Nach den letzten Monaten des "sich Erholens und Aufbauens", ohne grosse Verpflichtungen und feste Tagesstrukturen ist dies jetzt ein ziemlich harter und intensiver Einstieg. Zumal sie zwar ohne Stöcke, aber leider noch nicht schmerzfrei zu Fuss unterwegs ist.
Sie hat sich, nach einem vorangegangenen Schnuppertag, für ein dreimonatiges Praktikum auf der Notfallstation im Spital in Wolhusen beworben. Die verschiedenen Arbeitszeiten (Früh-, Spät- und auch Nachtschichten) machen ein Pendeln unmöglich und so bezieht sie am Sonntag Abend ihr gemietetes Personalzimmer.
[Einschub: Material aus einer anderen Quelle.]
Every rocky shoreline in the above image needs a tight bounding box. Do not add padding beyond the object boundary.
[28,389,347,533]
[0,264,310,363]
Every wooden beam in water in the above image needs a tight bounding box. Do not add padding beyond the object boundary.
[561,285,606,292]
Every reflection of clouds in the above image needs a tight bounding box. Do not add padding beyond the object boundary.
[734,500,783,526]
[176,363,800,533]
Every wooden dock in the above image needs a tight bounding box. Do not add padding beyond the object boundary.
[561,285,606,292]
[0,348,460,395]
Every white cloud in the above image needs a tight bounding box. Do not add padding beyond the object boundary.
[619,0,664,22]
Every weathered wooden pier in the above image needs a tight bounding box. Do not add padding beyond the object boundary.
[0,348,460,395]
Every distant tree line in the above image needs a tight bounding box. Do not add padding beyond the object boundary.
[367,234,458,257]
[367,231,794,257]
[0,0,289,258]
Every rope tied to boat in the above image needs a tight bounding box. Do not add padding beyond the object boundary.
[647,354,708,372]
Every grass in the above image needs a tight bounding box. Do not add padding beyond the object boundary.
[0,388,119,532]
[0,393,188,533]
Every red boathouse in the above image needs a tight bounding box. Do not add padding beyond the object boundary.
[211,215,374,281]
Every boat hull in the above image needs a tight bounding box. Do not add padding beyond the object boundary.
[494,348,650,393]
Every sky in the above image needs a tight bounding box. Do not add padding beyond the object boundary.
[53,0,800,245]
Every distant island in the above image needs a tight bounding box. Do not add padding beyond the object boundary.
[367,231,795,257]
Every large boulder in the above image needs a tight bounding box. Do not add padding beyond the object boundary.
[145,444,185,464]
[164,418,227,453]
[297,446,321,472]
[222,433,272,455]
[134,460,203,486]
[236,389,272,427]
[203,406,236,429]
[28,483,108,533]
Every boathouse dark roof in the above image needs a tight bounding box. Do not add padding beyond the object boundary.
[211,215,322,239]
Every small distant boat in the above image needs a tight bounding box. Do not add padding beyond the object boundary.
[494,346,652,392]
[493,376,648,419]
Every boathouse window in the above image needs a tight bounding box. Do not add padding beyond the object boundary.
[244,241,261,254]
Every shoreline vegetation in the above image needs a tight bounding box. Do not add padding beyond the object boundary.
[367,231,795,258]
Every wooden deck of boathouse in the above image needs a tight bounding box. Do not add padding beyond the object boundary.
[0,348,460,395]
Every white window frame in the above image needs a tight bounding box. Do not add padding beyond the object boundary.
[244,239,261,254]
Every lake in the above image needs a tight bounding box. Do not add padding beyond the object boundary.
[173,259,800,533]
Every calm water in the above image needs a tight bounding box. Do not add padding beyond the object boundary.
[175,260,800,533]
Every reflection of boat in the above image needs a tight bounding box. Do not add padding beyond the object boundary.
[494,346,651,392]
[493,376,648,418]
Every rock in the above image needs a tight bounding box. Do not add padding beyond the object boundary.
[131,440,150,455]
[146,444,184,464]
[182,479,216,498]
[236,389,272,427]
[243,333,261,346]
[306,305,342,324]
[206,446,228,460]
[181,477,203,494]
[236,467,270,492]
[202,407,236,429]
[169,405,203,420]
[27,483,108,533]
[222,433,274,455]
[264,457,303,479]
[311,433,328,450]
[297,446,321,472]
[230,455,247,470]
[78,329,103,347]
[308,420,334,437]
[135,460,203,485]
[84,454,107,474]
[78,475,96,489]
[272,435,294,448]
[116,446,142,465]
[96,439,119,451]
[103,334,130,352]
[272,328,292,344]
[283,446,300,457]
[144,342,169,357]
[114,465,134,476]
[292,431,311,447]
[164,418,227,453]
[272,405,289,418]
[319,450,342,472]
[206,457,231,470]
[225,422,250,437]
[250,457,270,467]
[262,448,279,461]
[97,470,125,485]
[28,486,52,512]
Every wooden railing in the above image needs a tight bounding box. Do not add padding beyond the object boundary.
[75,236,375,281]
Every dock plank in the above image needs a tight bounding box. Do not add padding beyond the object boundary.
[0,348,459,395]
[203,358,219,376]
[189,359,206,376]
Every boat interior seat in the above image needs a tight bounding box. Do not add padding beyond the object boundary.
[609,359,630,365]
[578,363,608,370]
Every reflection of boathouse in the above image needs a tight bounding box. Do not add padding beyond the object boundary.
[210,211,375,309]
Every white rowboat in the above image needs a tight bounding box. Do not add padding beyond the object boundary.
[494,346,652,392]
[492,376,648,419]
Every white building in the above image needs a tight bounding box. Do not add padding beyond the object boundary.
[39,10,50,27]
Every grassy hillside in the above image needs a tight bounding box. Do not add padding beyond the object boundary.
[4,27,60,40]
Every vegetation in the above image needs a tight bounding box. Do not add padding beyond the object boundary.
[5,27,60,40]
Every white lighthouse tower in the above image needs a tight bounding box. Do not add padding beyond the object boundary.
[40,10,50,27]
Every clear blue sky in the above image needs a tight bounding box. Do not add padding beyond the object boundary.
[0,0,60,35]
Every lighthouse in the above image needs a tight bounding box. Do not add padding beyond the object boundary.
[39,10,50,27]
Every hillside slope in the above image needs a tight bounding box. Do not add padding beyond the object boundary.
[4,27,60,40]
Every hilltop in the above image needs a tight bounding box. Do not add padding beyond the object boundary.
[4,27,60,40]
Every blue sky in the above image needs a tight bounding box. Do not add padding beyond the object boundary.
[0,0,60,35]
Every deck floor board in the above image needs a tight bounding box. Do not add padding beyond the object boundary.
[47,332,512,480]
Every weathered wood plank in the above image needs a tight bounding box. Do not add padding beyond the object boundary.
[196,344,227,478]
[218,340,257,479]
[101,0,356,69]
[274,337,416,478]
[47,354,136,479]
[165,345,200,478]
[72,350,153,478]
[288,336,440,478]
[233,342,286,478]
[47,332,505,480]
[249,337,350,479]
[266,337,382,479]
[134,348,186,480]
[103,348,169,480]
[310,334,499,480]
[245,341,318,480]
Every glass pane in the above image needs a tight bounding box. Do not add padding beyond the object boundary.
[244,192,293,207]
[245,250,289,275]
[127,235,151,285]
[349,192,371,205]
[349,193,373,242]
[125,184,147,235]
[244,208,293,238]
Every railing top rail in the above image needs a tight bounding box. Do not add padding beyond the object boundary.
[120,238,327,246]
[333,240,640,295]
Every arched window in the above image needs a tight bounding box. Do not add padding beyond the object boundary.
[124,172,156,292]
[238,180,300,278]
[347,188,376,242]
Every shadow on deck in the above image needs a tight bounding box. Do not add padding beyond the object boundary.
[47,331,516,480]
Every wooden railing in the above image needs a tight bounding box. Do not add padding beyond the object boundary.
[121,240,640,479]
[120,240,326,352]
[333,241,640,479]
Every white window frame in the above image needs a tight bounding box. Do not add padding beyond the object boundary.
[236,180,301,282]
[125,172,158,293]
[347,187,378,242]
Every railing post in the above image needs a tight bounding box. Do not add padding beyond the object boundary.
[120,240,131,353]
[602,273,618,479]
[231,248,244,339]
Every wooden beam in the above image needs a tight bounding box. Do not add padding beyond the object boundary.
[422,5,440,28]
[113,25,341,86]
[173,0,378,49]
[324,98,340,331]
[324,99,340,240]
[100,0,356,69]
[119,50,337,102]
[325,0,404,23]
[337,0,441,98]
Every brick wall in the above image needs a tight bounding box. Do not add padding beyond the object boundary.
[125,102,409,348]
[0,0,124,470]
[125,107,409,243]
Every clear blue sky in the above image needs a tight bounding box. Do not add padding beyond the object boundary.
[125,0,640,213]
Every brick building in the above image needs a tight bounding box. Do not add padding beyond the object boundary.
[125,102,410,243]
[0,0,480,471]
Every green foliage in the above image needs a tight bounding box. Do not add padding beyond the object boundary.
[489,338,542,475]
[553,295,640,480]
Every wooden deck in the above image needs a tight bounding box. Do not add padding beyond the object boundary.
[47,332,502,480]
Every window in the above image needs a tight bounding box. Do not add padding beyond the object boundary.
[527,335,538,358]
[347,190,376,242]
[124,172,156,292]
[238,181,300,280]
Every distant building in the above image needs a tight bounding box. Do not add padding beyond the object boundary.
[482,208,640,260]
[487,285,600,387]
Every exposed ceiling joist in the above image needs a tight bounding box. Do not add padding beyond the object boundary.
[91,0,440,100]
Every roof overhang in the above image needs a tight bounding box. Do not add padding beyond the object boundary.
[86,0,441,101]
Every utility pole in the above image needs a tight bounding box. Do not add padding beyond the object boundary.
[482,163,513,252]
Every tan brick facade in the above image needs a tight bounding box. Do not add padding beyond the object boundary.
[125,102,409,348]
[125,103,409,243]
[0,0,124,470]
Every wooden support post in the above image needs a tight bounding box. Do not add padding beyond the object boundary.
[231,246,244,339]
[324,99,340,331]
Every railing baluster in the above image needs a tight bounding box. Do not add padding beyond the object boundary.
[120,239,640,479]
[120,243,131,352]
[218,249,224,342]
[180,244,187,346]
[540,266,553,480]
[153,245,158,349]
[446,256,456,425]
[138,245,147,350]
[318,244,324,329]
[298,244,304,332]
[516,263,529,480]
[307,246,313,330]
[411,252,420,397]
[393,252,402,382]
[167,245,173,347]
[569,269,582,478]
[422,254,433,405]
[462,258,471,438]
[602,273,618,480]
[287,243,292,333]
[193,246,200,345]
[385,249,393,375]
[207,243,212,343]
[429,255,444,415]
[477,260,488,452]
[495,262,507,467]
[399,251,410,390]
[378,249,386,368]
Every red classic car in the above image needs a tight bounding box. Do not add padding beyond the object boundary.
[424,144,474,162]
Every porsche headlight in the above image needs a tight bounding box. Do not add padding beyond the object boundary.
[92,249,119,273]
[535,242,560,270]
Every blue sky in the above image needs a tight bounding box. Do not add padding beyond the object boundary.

Ein karger, spartanisch eingerichteter kleiner Raum mit Toilette im zweiten Stock eines alten Hochhauses. Kein Ort der Gemütlichkeit (da kann sie ja noch etwas nachhelfen) aber sauber und zweckmässig.
Eine Gemeinschaftsküche befindet sich auf demselben Stockwerk. Auch die hat ihre besten Jahre schon lange hinter sich. Von einem Glaskeramikherd noch keine Spur, das Kücheninventar bunt zusammengewürfelt aus vergessenem Geschirr der vielen Vorgänger.
Auch zweckmässig.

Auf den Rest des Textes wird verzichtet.